Berries and berry products are generally known to be rich sources of antioxidants which is a result of their high concentrations of anthocyanins, phenolic acids and usually either proanthocyanidins or ellagitannins. For anyone beginning a new project relative to the bioactive components in berries, two databases could be referenced (see ‘Learn More’ section for Web sites) relative to componnets to be expected. Processing of berries into juices or various dried products including freeze dried berry powders can alter some of these components. The source(s) of the anthocyanins can be determined from the anthocyanin profile based upon HPLC separation. Assays of ORAC and total phenolics provide measures of antioxidant capacity and total phenolics in the material. An often unrecognized change that can occur with processing is the formation of polymeric color where monomeric anthocyanins complex with other polyphenolics compounds in the mixture. This process results in the formation of large polymers which are likely not absorbed and but the amount of monomeric anthocyanins is decreased. However, antioxidant capacity may not be altered markedly by this reaction. Juice products in particular are subject to formation of polymeric color. Thus, to adequately characterize a berry or berry product, a number of analyses are needed.
Total Anthocyanin Content
Total Anthocyanin assay in Brunswick Laboratories utilizes a pH differential method. It is based on the fact that anthocyanin pigments reversibly change color with a change in pH; the colored oxonium form exists at pH 1.0, and the colorless hemiketal form predominates at pH 4.5. The difference in the absorbance of the pigments at 520 nm is proportional to the pigment concentration. Results are expressed on a cyanidin-3-glucoside basis. Although determination of total anthocyanin pigment is useful in assessing the quality of food products, it is highly recommended to be used in conjunction with analyses for individual anthocyanins as well as analyses of polymeric anthocyanins.
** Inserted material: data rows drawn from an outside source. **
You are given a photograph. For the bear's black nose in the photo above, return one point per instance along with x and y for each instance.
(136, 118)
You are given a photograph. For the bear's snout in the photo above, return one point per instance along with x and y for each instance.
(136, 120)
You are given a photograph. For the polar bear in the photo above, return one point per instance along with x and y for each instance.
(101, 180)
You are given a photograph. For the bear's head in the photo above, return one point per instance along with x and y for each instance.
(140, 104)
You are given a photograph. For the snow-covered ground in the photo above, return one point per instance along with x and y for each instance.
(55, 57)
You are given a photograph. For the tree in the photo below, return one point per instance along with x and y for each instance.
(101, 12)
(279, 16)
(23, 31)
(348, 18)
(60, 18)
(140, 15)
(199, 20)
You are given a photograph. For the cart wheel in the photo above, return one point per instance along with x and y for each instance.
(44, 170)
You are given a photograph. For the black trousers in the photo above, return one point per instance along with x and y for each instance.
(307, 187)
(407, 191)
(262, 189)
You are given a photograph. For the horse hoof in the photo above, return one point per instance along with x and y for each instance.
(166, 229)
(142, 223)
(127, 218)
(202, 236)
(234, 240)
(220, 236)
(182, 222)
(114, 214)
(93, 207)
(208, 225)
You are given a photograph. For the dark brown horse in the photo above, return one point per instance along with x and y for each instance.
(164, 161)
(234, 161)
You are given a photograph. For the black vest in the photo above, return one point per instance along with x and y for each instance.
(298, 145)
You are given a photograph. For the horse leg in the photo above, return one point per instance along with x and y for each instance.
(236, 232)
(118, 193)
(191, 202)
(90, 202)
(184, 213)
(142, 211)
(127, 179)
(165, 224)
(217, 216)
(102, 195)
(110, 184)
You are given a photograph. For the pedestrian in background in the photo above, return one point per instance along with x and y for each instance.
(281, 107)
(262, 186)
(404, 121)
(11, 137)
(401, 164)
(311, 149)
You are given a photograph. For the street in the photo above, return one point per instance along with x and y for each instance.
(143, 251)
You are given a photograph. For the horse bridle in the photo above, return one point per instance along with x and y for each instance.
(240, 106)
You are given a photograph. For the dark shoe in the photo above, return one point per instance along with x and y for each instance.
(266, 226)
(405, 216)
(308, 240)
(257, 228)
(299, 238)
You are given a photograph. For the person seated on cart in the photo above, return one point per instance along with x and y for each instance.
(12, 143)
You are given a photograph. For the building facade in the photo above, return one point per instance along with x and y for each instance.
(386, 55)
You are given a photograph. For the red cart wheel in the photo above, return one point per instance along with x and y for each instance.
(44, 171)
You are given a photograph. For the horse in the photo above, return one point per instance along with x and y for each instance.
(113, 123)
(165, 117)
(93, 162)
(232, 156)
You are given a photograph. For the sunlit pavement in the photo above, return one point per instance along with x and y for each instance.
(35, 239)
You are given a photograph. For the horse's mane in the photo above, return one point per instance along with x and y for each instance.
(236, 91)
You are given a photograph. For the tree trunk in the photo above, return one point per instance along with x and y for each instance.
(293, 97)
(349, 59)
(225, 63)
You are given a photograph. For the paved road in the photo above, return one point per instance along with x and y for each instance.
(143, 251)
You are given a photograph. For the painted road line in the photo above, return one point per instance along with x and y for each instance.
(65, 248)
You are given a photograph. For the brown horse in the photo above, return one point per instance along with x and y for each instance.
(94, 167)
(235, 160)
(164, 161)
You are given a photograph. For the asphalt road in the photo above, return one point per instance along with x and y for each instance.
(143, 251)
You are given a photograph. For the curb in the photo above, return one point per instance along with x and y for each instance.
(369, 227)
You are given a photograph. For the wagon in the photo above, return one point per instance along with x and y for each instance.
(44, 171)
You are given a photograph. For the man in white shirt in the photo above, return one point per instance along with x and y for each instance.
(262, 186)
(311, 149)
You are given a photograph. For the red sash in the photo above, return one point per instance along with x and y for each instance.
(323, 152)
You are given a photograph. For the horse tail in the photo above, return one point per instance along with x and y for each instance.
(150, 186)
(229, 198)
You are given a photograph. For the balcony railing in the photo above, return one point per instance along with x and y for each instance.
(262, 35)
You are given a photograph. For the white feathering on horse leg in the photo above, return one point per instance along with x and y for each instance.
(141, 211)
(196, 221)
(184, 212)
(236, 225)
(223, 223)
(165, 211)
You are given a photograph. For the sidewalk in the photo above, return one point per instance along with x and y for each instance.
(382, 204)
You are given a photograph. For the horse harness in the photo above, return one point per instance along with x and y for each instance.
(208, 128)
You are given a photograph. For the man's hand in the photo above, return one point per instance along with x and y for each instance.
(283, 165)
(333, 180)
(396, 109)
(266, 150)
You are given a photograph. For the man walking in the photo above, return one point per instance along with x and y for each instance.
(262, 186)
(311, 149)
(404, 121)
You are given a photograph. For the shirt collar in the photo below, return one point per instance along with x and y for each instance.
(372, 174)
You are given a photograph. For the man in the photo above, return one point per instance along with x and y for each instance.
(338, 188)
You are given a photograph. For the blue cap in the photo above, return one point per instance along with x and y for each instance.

Individual Anthocyanins – HPLC/MS/MS profile
There are over 600 naturally occurring anthocyanins, and all are O-glycosylated with different sugar substitutes and/or acylated groups. Authentication of the source and relative amounts of the individual anthocyanins is important to the consistency of anthocyanin products. Analytical standards are not available for all anthocyanins, but quantitation is achieved using the glucosides of the 6 common aglycones.
Phenolic acids may be intermediates in the synthesis of flavonoids in plants. Increasing amounts of data are becoming available on possible health effects of phenolic acids. The particular phenolic acids present in different berries varies considerably. Thus, these compounds are important to the characterization of different berries and berry products. Brunswick Laboratories has the capability using HPLC/MS/MS to quantify those phenolic acids for which standards are available, and also to identify new phenolic acids present.
Berries contain some of the highest measures of antioxidant capacity of any of the fruits or vegetables. With the recently developed ORAC5.0™ methods, measures of antioxidant capacity can be determined using 5 different free radical sources (peroxyl, hydroxyl, peroxynitrite, superoxide anion and singlet oxygen).
HPLC profiles of these phytochemicals and validation by MS/MS can be generated upon request, but standards are not available for all of the individual compounds, so quantitation is not possible.